Algerian Prime Minister Abdelmalek Sellal (L) and French Prime Minister Manuel Valls attend the opening session of the "Invest in Tunisia, Start-up Democracy" international conference on September 8, 2014 in TunisAlgerian Prime Minister Abdelmalek Sellal (L) and French Prime Minister Manuel Valls attend the opening session of the "Invest in Tunisia, Start-up Democracy" international conference on September 8, 2014 in Tunis (AFP Photo/Fethi Belaid)
Tunis (AFP) - Tunisia on Monday urged foreign investment in its democratic "startup", three years after the country set the ball rolling on the Arab Spring uprisings that swept away long-time dictators.
"To invest in Tunisia, in this startup, is to invest in democracy," Prime Minister Mehdi Jomaa told an international investment conference in Tunis.
His visiting French counterpart, Manuel Valls, backed the appeal.
"At a time when chaos threatens Libya, when barbarity is rampant in Iraq and Syria, Tunisia needs all our support to continue on the path of democracy," he told participants.
"Yes, Tunisia's economy is a startup... I invite you to invest in it and to trust it," said Valls, who co-organised the conference.
Tunisia unveiled at the meeting 22 major projects costing 12 billion dinars (more than 5 billion euros, $6.5 billion), including the construction of a deep-water port in Enfidha, south of the capital, and a dam in northwest Tunisia.
Investment projects in the energy, transport, tourism and industry sectors were also unveiled to representatives of around 30 countries, 20 international institutions and dozens of private companies.
Tunisian authorities say the main goal of the conference was to restore investor confidence through the government's "strategic vision" of structural economic reforms.
"We forgot about the economy over the past three years but the economy did not forget us," said Jomaa, referring to instability, political crisis and social unrest since Tunisia's 2011 revolution.
The growth rate for the first half of 2014 fell to 2.1 percent, lower than for the same period last year and not enough to absorb growing unemployment in a cash-strapped country.
Authorities vaunt the "success" of Tunisia's political transition, pointing to the adoption of a constitution and a "national dialogue", following political assassinations and attacks on security forces which rocked the country last year.
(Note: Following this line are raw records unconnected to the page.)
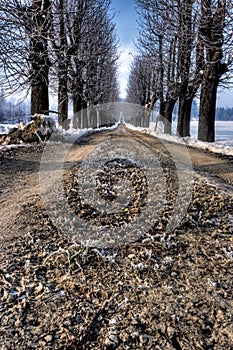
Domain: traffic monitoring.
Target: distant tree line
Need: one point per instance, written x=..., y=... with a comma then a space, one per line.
x=65, y=46
x=185, y=49
x=13, y=111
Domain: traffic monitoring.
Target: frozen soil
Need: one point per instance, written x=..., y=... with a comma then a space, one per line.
x=163, y=290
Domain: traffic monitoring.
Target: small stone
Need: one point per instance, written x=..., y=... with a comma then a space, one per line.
x=48, y=338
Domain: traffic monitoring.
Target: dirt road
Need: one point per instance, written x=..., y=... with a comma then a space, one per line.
x=162, y=290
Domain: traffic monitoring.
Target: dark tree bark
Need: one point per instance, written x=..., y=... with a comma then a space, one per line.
x=168, y=110
x=62, y=71
x=38, y=25
x=183, y=127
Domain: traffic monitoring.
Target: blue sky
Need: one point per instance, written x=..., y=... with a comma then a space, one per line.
x=126, y=25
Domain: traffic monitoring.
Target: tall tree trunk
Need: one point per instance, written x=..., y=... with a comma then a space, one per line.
x=63, y=102
x=212, y=25
x=62, y=71
x=206, y=125
x=183, y=126
x=77, y=107
x=39, y=57
x=39, y=94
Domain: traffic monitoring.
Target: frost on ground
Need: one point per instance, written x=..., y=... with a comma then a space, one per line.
x=169, y=291
x=224, y=147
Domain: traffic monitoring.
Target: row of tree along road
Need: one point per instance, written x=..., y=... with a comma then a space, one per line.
x=186, y=48
x=63, y=46
x=70, y=47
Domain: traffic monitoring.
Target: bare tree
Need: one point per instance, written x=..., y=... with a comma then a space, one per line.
x=213, y=21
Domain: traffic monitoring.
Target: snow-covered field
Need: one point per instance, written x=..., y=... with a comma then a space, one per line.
x=223, y=143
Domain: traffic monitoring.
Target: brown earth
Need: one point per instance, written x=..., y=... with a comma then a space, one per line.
x=163, y=290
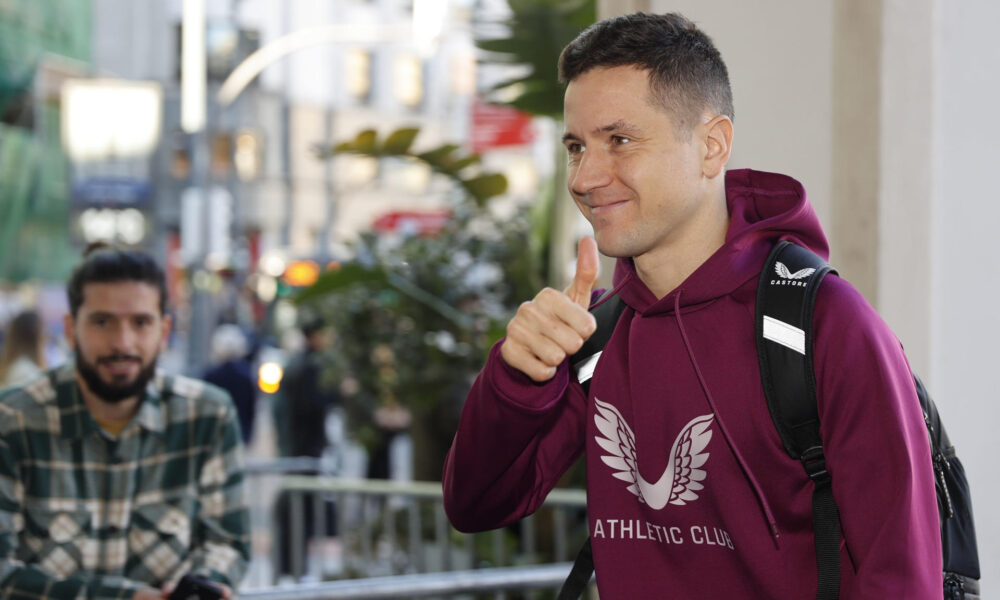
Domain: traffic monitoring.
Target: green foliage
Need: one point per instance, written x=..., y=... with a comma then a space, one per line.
x=536, y=34
x=415, y=315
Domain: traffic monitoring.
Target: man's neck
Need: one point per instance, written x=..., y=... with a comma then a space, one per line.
x=102, y=410
x=665, y=268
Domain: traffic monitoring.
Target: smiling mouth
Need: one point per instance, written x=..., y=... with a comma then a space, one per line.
x=608, y=207
x=120, y=364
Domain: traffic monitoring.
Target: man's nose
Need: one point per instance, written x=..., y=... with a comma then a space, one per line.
x=594, y=170
x=124, y=338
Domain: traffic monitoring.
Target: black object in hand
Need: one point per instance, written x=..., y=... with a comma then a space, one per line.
x=196, y=587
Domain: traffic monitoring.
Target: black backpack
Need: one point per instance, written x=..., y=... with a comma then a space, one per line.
x=786, y=294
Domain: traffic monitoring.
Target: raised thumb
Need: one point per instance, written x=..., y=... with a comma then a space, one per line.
x=586, y=272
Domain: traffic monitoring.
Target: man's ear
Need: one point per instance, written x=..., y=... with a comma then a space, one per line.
x=718, y=145
x=68, y=331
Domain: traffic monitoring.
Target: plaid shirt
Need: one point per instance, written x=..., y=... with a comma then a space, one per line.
x=83, y=515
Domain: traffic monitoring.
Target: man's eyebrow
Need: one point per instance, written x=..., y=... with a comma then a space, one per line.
x=619, y=125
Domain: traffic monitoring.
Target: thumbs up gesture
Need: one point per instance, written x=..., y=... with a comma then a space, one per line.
x=554, y=324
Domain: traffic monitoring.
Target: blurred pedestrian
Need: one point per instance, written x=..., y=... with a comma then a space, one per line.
x=304, y=401
x=232, y=372
x=116, y=480
x=23, y=356
x=300, y=417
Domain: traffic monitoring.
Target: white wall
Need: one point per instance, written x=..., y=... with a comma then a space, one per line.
x=938, y=207
x=966, y=209
x=780, y=55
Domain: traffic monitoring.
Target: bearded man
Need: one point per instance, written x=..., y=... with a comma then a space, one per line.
x=115, y=479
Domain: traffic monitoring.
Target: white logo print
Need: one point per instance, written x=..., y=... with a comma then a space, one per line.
x=789, y=278
x=681, y=479
x=784, y=273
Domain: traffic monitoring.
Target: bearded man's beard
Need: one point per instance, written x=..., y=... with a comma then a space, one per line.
x=116, y=391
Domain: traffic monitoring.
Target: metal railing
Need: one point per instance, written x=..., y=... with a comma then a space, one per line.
x=504, y=579
x=383, y=528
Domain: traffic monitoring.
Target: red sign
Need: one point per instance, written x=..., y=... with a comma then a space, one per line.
x=494, y=126
x=412, y=221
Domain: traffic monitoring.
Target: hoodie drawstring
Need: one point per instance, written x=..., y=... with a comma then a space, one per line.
x=773, y=526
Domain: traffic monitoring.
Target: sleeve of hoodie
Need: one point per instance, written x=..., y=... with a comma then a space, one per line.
x=877, y=451
x=515, y=440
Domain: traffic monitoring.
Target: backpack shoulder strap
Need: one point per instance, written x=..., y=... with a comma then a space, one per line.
x=786, y=296
x=607, y=311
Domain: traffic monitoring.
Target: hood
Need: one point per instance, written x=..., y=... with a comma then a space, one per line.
x=764, y=208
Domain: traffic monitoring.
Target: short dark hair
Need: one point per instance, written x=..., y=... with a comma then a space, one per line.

At the end of the one-day conference, Sustainable Development Minister Hedi Larbi told reporters that a number of institutions and companies had indicated their interest in some of the projects.
He did not elaborate.
Jacob Kolster, North Africa regional director of the African Development Bank, said investors had been waiting for a "clear vision of Tunisia's economy and this is what we got today".
"What is now important is the execution of this vision," he told AFP.
A government of technocrats has been running Tunisia since January, ahead of legislative and presidential elections set for October and November.